To say that Samuel Sim is a less well-known composer is a wild understatement. But for those of us who’ve heard his lovely work in Homefires (the theme of which is super great, albeit weirdly reminiscent of Tears For Fears’ Mad World), or more recently Rowan Atkinson’s Maigret, he certainly presents a compelling new voice in the screen composition world.

He has a sound that somehow manages to be at once timeless and contemporary, using classic sounds in innovative ways and, as an accomplished harp player, the notion of a sample library comprised of his hand-chosen, played, and creatively mangled harp sounds is an appealing prospect.

This is especially the case because the harp has long been a bit of a secret weapon of screen composers. Its soft sound can do useful work alongside dialogue, the notes have a nice indeterminate sustain, it’s polyphonic, and it’s capable of anything from extreme sweetness to super creepy intrigue.

The library is divided into four sections, imaginatively entitled, ‘Initial Pupae’, ‘Nypmha Pedals’, ‘Metamorphosis Warps’, and ‘The Cocoonase’.

The first of these contains some nice sounding, solid, studio harp samples featuring a selection of techniques (unusual spread short glisses, bowed, normale, very soft, dampened, tremolando, and octave tremolando), and with a nice array of mics to choose from and combine in different ways (six no less, including an extremely close mic, a nice condenser, and a couple of ribbons).

These articulations and micings are very useful –I’m particularly fond of the ‘Super Quiet’ articulation- and the library is worth it for this section alone in my opinion. The remaining sections are basically effected and twisted-out versions of the sounds in the first section, but which come courtesy of Samuel Sim’s clever collection of pedals and feature him performing to the pedals (rather than straight-out mangling post hoc).

All of the effected collections run through Spitfire’s Mercury effects engine, allowing users to control a full array of decent effects on top of those already embedded in the samples, and all feature welcome sliders that allow the user to dial in and balance the mix of the original harp with the primary effected signal, resulting in some very intriguing possibilities.

The effected sounds tend to be of the long, sustained, washy variety, often very haunting and lending themselves well to introspective and emotive moods. They are not super hi-fi to my ears, a complaint I often have when pedals are the source of effects, and because of that my own inclination would be to use them as colours in conjunction with other sounds rather than as stand-alone flavours, but I may be alone in this.

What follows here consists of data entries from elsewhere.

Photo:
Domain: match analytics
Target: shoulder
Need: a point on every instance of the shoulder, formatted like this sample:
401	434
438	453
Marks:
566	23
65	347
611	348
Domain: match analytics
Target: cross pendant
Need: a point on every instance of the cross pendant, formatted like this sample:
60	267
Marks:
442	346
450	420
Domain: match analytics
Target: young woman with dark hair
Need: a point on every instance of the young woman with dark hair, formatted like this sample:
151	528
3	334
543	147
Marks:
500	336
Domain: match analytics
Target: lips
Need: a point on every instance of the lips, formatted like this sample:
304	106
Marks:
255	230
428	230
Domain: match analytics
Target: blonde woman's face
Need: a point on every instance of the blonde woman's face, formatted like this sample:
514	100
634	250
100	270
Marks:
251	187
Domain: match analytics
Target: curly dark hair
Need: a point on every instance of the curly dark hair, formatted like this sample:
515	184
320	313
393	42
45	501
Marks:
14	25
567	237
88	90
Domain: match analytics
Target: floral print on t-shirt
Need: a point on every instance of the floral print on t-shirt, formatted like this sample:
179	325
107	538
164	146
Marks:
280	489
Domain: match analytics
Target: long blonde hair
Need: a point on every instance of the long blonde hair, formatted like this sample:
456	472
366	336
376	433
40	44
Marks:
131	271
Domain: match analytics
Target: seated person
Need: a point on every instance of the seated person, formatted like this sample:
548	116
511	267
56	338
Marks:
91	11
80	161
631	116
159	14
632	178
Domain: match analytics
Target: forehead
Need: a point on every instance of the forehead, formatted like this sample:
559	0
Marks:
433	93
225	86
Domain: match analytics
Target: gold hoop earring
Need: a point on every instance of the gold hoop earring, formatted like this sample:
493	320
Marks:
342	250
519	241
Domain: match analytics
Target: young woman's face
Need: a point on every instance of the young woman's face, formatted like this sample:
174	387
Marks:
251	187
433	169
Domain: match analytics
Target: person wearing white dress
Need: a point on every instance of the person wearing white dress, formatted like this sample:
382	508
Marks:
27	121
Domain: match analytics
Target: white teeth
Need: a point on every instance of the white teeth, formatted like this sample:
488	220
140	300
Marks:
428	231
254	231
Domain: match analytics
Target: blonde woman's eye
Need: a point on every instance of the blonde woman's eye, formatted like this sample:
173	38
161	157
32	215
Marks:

Being able to mix in the dry harp signal is certainly a great feature that adds a touch of acoustic class to otherwise quite ‘new school’ sounds.

Turning from quality to quantity, whereas the initial harp samples are fairly limited in number – one will search in vain for a ‘classic’ harp glissando for instance – the number of effected sounds is generous indeed.

This is good news, for as far as I’m concerned when it comes to ‘hybrid-organic’ sound the more the merrier. It does, though, create a minor workflow issue with the organization of the library, for while technically the three effected sections are stylistically different – the ‘Nympha Pedals’ section comes with fewer samples and a slightly different GUI which allows one to mix between two pedal outputs and separate faders for the L/R balance of a dry stereo pair while the ‘Metamorphosis Warps’ and ‘The Cocoonase’ sections sport one fader each for dry and wet signal but double their number of samples by providing both plucked and tremolo versions of each sound – practically speaking I found myself having to trawl through all three effected folders to find the effected sound I was after without managing to find salient audible grounds for distinguishing between the folders.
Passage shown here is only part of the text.